To further confirm the high expression feature of these genes, we downloaded five available datasets (GSE102079, GSE76427, GSE64041, GSE121248, GSE84005), which containing the expression matrix between clinical tumor and adjacent non-tumor tissues. As shown in Fig. 7, Additional file 13: Fig. S12, and Additional file 14: Fig. S13, we observed the obviously high expression level of GAS2L3, SNRPA, SNRPD2 in the HCC tissues, compared with adjacent non-tumor controls (all P < 0.05). The qPCR analysis using the DEN-induced HCC mice model also confirmed the high expression status of GAS2L3 in HCC tissue (Additional file 15: Fig. S14, P = 0.0006 n = 14). Based on the available data from the HPA database, we observed the high expression of SNRPD2 in tumor tissues compared with normal liver tissue (Fig. 8a).
Regarding SEMA3F, we observed a higher expression trend of the SEMA3F gene in HCC and stage III groups, compared with the control group, although non statistical difference (Fig. 6a-b). Also, we observed the highly expressed SEMA3F in HCC tissues in the datasets of GSE102079, GSE64041, GSE121248, GSE84005 (Additional file 16: Fig. S15, all P < 0.05), only apart from the GSE76427 (P = 0.12). Besides, there existed a stronger staining signal of SEMA3F protein in the HCC tissues than the normal liver tissues (Fig. 8b).
Survival curve analysis of target genes
The survival analysis of OS and DFS further indicated the correlation between high expression levels of GAS2L3, SNRPA, SNRPD2, SEMA3F with the poor clinical prognosis (Fig. 9a-b, all P < 0.05, HR > 1). Furthermore, we observed the potential prognosis values of two signatures, including “SNRPA/SNRPD2” and “SNRPA/SNRPD2/GAS2L3/SEMA3F”, for the HCC cases (Fig. 9c, all P < 0.05, HR > 1).

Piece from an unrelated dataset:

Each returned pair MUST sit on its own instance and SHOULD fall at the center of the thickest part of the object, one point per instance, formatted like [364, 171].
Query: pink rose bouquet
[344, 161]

Considering the complexity of etiology and pathogenesis of liver cancer, it is essential to continuously identify the potential oncogenes closely related to the pathogenesis of liver cancer. Based on the expression, mutation, and clinical evidence of liver cancer cases within the TCGA-LIHC cohort, we attempted to identify the potential liver cancer-related oncogenes. It should be noted that the TCGA-LIHC cohort includes not only HCC cases but also a tiny amount of fibrolamellar carcinomas and hepatobiliary mixed carcinomas cases. Considering the differences of distinct liver cancer types and limitation of sample sizes, we finally selected the cases of HCC for investigation. There are still very limited reports regarding differential gene expression, CNV, SNV, and SNP profiles from the points of different clinical pathologic stages (stage I, II, III, IV) and histologic grades (G1, G2, G3 and G4) of HCC cases within the TCGA-LIHC cohort, although several publications from other aspects or with different analysis strategies were retrieved [17,18,19,20]. We observe a statistical correlation between clinical outcomes of HCC cases and the pathologic stages, but not the histologic grades. Thus, we were interested in performing the genetic expression and mutational profile analysis in different pathologic stages of HCC cases.
Considering the small sample sizes, we combined the data of stage III and IV and focused on identifying differentially expressed genes associated with normal, stage I, stage II, and stage III-IV classifications. We first utilized the “EdgeR” package for the statistically significant differential genes in three comparisons (Tumor vs. Normal, stage II vs. stage I, stage III + IV vs. stage II), and further screened out the common genes. We did not identify the target genes with a decreasing trend in the groups of normal, stage I, stage II and stage III + IV), but several genes with an increasing trend and low expression frequency in stage III-IV. Thus, this strategy did not work well. Then, we utilized a PCA approach [15, 21, 22] to reduce the dimensionality of the datasets for the groups of normal, stage I, stage II, and stage III-IV, and to identify the genes that contributed largely to the main component. It was found that the PC1/2/3 could better distinguish the normal and tumor groups, but not the groups of stage I, stage II, and stage III-IV, may due to the low sample sizes and the complexity of different pathologic staging mechanisms of HCC. Despite this, we obtained the top 10 genes that mainly contributed to the PC1 and PC2. Of them, the expression levels of SNRPA and SNRPD2,two U1 snRNP component genes (SNRPA and SNRPD2) , were significantly associated with different HCC pathologic stages. Apart from PCA, we applied the random forest, a robust classification and regression approach [15, 24, 25], for the classification analysis of normal, tumor and stage I, stage II, stage III-IV groups. Although the classification effect for stage I, II, III-IV was worse than that for normal/tumor, we identified some critical contributing genes as well. Of them, GAS2L3 and SEMA3F gene was targeted.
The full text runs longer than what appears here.